Embedded UI/UX & Motion Design
Steininger M.POD
Designed a touch interface for a 32" smart kitchen surface, built to survive oil, water, and dust.
- Role
- Designed the M.POD touch interface; ran the UX research and worked directly with engineering to design around the hardware.
- Outcome
- Shipped in Steininger's FOLD kitchen, which won the Red Dot (2019), German Design Award and Iconic Award (2020), and is still part of the luxury collection today.
Context
The M.POD is a 32-inch touchscreen work surface built into luxury kitchens by Austrian designer Martin Steininger. It controls smart home functions, recipes, entertainment and more, all from a single glass surface flush with the countertop.
The challenge
This wasn’t a phone or a tablet. It was an Android-powered computer living inside a kitchen, and everything we knew about touch interfaces had to be questioned. We started with UX research to understand what people actually need from a computer while cooking, not what we assumed they needed. What came back shaped everything: simpler flows, larger touch targets, a completely different interaction model.

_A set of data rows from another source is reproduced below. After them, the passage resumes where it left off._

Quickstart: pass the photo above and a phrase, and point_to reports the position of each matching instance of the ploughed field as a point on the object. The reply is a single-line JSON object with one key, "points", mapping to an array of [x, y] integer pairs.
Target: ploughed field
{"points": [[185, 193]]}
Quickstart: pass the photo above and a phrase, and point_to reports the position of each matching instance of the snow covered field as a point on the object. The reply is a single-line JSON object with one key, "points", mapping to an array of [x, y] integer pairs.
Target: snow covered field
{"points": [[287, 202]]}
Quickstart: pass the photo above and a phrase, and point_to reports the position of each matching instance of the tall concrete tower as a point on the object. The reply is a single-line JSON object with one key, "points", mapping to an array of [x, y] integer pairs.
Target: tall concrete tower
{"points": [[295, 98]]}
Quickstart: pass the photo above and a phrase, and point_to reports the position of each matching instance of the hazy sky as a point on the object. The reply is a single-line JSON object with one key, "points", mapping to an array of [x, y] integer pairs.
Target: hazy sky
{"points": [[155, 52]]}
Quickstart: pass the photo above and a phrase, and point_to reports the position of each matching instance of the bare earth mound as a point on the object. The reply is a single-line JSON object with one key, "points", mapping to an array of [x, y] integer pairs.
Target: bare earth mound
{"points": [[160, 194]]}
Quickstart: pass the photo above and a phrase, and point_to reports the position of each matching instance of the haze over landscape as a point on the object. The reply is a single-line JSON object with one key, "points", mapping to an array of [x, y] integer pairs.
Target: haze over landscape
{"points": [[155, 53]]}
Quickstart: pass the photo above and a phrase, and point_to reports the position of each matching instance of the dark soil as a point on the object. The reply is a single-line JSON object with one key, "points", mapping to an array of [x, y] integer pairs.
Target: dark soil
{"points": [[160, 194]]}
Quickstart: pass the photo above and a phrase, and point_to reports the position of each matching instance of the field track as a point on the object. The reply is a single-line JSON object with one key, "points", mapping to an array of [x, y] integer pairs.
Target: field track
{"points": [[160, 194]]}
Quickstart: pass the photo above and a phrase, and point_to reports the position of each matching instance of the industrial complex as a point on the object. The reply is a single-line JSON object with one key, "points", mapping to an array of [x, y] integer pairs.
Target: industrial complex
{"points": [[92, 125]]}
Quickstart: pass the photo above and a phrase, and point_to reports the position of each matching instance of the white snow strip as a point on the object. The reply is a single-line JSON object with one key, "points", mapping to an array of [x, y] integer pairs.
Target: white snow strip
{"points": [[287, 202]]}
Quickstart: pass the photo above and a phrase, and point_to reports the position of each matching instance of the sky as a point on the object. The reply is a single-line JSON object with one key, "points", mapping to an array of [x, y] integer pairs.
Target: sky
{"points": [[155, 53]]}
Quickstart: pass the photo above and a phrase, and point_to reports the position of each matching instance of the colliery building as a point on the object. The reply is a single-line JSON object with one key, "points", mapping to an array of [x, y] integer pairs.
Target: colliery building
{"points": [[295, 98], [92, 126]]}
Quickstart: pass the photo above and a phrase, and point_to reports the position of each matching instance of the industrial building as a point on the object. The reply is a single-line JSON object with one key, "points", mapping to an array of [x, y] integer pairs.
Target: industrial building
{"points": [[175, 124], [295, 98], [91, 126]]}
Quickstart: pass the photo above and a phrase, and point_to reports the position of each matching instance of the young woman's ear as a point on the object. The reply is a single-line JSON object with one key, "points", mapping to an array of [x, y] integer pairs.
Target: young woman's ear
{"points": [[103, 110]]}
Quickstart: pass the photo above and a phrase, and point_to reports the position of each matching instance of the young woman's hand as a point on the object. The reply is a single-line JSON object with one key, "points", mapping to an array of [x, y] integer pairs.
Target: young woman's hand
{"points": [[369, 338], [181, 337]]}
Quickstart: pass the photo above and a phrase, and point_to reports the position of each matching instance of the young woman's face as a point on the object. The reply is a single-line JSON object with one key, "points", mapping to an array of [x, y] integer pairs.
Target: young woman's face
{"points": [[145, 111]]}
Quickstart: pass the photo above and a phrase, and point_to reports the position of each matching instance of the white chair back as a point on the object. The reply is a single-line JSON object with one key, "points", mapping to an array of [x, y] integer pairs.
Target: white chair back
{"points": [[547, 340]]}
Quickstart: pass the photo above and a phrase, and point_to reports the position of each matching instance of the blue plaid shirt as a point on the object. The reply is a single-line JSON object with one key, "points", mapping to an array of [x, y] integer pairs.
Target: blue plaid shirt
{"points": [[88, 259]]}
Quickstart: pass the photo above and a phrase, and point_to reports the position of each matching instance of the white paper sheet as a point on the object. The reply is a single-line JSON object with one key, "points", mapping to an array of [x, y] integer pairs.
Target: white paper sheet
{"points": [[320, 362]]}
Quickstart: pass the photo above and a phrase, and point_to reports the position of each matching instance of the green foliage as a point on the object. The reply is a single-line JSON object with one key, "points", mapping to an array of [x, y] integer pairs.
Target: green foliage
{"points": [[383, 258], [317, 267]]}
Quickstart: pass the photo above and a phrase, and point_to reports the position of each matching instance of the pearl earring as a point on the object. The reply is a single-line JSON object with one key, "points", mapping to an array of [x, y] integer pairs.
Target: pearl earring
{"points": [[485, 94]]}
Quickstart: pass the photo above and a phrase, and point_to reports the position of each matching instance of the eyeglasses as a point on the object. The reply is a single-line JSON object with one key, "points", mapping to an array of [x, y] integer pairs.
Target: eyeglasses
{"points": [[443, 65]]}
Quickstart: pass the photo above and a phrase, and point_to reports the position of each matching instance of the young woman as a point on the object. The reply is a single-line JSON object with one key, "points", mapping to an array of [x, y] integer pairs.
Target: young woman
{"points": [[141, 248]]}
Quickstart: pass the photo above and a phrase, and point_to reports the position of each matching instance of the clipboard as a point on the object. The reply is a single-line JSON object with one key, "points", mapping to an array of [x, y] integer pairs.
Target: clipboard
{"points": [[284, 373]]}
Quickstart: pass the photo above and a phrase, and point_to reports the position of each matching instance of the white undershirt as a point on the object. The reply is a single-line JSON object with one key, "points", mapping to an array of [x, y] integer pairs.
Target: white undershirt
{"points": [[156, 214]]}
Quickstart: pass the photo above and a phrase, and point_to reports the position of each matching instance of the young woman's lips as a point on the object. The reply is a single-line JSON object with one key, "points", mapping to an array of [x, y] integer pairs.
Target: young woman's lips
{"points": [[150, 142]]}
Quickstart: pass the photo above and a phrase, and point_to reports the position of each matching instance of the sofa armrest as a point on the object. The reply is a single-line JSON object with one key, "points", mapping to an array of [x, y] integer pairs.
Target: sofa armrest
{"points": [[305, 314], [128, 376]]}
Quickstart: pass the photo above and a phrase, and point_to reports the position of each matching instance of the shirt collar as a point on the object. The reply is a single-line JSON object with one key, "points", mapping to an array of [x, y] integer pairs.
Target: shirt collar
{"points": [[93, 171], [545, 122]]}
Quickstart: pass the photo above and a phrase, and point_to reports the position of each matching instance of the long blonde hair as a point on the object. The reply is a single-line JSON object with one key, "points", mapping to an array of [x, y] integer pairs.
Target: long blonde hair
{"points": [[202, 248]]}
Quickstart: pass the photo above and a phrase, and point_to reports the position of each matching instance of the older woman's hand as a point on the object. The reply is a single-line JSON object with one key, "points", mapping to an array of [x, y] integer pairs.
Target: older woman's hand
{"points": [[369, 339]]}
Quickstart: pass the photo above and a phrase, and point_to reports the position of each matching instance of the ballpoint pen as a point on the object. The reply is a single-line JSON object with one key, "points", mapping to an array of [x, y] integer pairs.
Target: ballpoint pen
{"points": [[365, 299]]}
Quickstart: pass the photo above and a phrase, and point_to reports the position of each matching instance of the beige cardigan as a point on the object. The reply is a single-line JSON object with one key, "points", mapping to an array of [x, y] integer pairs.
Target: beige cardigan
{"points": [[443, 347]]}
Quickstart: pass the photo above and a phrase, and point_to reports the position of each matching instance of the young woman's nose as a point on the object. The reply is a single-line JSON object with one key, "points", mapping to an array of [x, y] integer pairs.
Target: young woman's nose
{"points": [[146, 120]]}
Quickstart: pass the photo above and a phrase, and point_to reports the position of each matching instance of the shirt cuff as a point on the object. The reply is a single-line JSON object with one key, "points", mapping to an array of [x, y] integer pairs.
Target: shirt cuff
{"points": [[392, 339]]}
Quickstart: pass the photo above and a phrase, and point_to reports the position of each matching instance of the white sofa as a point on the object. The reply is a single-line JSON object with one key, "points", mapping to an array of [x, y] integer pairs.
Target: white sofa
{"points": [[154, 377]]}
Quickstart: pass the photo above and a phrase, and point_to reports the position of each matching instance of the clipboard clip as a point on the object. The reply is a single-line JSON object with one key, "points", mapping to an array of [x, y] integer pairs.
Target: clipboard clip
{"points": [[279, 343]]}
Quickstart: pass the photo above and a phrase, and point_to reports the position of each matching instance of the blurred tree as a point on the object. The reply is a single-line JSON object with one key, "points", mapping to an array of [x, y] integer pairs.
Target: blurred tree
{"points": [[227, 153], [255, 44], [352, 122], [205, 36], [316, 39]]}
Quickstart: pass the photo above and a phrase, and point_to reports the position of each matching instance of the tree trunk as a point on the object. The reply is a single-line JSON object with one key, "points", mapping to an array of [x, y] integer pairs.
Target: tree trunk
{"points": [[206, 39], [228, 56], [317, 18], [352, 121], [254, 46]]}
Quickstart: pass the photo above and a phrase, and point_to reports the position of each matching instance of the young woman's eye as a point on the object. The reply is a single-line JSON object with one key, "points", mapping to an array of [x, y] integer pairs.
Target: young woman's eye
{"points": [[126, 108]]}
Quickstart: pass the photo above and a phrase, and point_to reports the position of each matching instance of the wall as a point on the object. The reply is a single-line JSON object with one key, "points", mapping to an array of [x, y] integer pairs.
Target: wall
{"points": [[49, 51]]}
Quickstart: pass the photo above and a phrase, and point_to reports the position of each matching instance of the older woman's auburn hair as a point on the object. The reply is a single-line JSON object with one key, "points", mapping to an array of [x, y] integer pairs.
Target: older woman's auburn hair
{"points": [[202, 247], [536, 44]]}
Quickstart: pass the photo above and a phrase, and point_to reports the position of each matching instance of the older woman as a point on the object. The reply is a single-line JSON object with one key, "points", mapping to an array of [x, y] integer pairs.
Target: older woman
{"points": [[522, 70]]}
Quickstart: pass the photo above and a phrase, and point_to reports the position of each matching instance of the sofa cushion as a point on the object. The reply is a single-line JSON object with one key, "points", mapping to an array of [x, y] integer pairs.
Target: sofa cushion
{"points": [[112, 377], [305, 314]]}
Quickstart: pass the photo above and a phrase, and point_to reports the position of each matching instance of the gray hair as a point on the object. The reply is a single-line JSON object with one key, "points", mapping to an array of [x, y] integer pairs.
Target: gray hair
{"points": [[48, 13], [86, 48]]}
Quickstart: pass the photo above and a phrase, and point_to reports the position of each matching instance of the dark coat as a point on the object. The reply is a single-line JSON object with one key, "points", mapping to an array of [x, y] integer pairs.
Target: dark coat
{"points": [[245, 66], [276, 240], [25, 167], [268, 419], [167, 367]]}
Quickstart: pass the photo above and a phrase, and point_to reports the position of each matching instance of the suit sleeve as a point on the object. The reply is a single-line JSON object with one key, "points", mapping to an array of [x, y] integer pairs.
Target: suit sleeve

Then came the physical reality. Dust, oil, water and heat all affect how a finger registers on glass. We worked directly with the engineering team to understand the hardware’s limits and design around them, testing and iterating until the interface was reliable under real kitchen conditions.
The trade-off
A kitchen surface isn’t a phone, and oil, water, heat and dust all change how a finger registers on glass. The safe move was to port familiar touch patterns; instead I threw them out and designed around the hardware’s real limits, simpler flows, larger targets, a different interaction model, trading convention for an interface that actually held up under real kitchen conditions.
The result
A UI that feels at home in one of Austria’s most premium kitchen brands. The M.POD shipped as a flagship product and is still part of Steininger’s luxury collection today. The FOLD kitchen it features in went on to win the Red Dot Award (2019) and both the German Design Award and Iconic Award (2020). A product where the software is as considered as the hardware it runs on.